Prosecutors mulling child porn charges against defendant in stalking-murder case
Prosecutors are looking into charges of child pornography law violations for Charles Thomas Ikenaga, accused of stalking and murdering his ex-girlfriend in October 2013, for circulating photos of the victim on the Internet, the Mainichi has learned.
So-called “revenge porn” was identified as a serious social problem in Japan due to the images of the 18-year-old murder victim posted to the Internet by Ikenaga, now 23. However, the Tachikawa branch of the Tokyo District Public Prosecutors Office forewent laying child pornography charges at the time as her bereaved family did not wish to see the incident dissected in a court of law.
Ikenaga pleaded guilty to the murder in July last year, and he was sentenced to 22 years in prison at his first hearing in a lay judge court the following month.

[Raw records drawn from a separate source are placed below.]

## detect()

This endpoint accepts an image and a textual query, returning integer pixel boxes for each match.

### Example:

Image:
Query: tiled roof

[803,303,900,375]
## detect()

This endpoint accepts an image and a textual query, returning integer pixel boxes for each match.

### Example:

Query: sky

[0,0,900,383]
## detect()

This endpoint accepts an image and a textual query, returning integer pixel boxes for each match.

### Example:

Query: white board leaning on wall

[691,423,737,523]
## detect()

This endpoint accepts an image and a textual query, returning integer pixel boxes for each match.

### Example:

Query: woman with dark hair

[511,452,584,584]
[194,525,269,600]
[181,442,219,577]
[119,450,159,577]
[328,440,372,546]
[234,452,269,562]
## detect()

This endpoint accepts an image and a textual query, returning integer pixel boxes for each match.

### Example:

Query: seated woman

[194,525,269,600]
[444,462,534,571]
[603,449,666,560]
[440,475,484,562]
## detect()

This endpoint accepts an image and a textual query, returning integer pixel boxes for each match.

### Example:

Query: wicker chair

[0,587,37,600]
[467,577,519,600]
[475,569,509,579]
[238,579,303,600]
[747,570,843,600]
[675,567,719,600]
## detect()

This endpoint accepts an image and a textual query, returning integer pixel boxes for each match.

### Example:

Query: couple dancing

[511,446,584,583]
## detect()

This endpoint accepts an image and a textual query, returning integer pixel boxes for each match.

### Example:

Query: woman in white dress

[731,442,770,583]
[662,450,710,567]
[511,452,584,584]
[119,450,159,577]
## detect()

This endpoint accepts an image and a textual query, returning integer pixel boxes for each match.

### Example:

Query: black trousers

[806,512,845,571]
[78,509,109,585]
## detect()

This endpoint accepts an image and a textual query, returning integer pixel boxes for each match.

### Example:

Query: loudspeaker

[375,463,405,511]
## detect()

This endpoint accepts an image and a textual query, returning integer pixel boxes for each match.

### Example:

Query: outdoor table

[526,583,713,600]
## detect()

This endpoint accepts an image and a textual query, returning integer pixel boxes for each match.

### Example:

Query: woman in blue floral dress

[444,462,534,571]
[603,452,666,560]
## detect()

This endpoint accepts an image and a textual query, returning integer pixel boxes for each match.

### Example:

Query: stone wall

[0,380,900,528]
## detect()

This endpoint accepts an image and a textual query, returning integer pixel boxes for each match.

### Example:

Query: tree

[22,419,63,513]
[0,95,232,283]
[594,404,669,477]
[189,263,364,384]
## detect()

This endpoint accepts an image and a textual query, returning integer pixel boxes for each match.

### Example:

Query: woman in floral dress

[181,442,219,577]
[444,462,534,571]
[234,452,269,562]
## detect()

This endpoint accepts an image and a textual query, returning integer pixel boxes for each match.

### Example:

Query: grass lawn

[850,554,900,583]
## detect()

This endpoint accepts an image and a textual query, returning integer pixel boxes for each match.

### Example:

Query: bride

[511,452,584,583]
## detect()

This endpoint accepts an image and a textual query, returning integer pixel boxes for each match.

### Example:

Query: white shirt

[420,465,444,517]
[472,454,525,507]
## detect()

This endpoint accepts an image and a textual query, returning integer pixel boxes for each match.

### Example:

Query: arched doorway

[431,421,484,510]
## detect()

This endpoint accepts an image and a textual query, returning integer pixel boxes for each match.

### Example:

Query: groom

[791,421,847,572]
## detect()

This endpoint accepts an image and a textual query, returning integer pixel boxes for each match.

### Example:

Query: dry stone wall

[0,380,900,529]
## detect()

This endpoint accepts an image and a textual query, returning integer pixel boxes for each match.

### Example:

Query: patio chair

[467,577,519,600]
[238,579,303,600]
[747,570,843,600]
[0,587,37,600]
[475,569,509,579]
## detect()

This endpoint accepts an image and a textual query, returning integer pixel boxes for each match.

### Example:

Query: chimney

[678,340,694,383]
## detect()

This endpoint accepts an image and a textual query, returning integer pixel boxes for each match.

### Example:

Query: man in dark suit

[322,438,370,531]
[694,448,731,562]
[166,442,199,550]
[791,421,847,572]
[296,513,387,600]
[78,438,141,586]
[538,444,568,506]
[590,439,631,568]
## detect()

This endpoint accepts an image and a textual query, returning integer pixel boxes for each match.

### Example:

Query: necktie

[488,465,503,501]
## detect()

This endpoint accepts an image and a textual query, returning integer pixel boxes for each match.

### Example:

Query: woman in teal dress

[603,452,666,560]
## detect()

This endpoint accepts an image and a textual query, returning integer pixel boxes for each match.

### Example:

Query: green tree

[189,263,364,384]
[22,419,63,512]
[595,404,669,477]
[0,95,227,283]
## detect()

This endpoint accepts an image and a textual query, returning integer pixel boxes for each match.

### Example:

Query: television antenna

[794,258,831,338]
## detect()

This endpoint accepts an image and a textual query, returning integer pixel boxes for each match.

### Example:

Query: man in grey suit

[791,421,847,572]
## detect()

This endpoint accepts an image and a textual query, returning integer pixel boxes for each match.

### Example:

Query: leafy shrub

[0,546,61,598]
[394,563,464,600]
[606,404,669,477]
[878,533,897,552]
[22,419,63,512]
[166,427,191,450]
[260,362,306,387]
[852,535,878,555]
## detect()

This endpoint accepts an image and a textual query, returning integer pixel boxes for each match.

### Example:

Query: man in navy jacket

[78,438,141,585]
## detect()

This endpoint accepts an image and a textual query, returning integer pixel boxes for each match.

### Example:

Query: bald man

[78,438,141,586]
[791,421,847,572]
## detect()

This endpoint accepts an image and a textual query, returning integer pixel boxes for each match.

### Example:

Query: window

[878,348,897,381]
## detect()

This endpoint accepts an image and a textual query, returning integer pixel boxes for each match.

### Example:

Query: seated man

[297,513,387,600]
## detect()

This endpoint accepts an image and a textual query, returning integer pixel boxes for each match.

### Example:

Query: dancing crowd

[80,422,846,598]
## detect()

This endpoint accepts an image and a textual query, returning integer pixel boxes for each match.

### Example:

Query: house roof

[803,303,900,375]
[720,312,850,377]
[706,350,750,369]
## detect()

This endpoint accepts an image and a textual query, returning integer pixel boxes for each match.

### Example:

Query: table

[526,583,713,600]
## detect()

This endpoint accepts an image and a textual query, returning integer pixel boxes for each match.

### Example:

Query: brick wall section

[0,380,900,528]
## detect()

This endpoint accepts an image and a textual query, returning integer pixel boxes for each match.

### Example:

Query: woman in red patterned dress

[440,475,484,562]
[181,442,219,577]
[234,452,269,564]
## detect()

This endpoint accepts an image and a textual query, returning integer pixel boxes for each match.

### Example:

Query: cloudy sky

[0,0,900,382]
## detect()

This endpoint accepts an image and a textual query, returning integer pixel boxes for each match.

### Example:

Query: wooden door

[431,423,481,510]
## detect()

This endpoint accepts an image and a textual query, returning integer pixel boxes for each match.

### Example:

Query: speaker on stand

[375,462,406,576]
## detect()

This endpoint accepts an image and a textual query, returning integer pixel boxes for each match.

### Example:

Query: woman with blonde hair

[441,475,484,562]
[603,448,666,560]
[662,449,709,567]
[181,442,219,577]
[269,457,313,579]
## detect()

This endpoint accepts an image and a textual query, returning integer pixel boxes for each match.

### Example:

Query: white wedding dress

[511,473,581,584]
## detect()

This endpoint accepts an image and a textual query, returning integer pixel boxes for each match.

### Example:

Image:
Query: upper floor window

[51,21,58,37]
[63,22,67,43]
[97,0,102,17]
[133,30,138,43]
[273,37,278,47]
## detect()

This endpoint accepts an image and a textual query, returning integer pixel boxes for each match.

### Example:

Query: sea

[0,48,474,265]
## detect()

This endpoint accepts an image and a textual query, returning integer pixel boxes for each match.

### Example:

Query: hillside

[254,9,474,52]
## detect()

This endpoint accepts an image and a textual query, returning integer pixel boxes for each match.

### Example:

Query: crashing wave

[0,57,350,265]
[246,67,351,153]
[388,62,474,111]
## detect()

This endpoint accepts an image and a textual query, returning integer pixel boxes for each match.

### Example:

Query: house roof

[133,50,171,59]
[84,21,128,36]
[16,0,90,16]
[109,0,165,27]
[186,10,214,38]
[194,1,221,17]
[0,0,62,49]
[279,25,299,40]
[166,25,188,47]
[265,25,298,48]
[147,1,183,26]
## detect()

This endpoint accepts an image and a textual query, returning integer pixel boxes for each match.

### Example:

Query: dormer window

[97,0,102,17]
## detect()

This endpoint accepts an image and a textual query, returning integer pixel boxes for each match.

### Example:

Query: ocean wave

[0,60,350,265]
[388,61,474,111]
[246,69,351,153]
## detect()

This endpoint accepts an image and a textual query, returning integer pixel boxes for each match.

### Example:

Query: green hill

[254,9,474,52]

The sentencing decision heavily emphasized the Internet images, declaring, “It is extremely difficult to completely erase photos from the Internet, and much damage was done to the victim’s honor.”
The Tokyo High Court, however, returned Ikenaga’s case to the district court in February this year, ruling that “there are serious suspicions that, in practical terms, the lower court imposed punishment on the defendant for circulating images of the victim on the Internet, for which he was not indicted.” Observers at the time said it was likely Ikenaga would receive a lighter sentence in his second trial.
Prosecutors, however, are apparently using this opportunity to reconsider indicting the defendant on child porn charges, and are preparing to accept a criminal complaint over the Internet images from the victim’s family. Applying new charges after a defendant’s case is returned to a lower court and then trying that defendant on the new charges is an extremely unusual practice.
According to the decision handed down in Ikenaga’s first and second hearings, the defendant broke into the victim’s house in the city of Mitaka, Tokyo, and waited to ambush her for more than six hours. He then stabbed the victim to death. After the killing, Ikenaga allegedly posted photos of the victim online for anyone to see.
The incident sparked calls for controls on revenge porn, leading to the passage in November last year of an anti-revenge porn law. Under the law, posting online sexual images one took without the consent of the subject is punishable by up to three years in prison or a fine of up to 500,000 yen.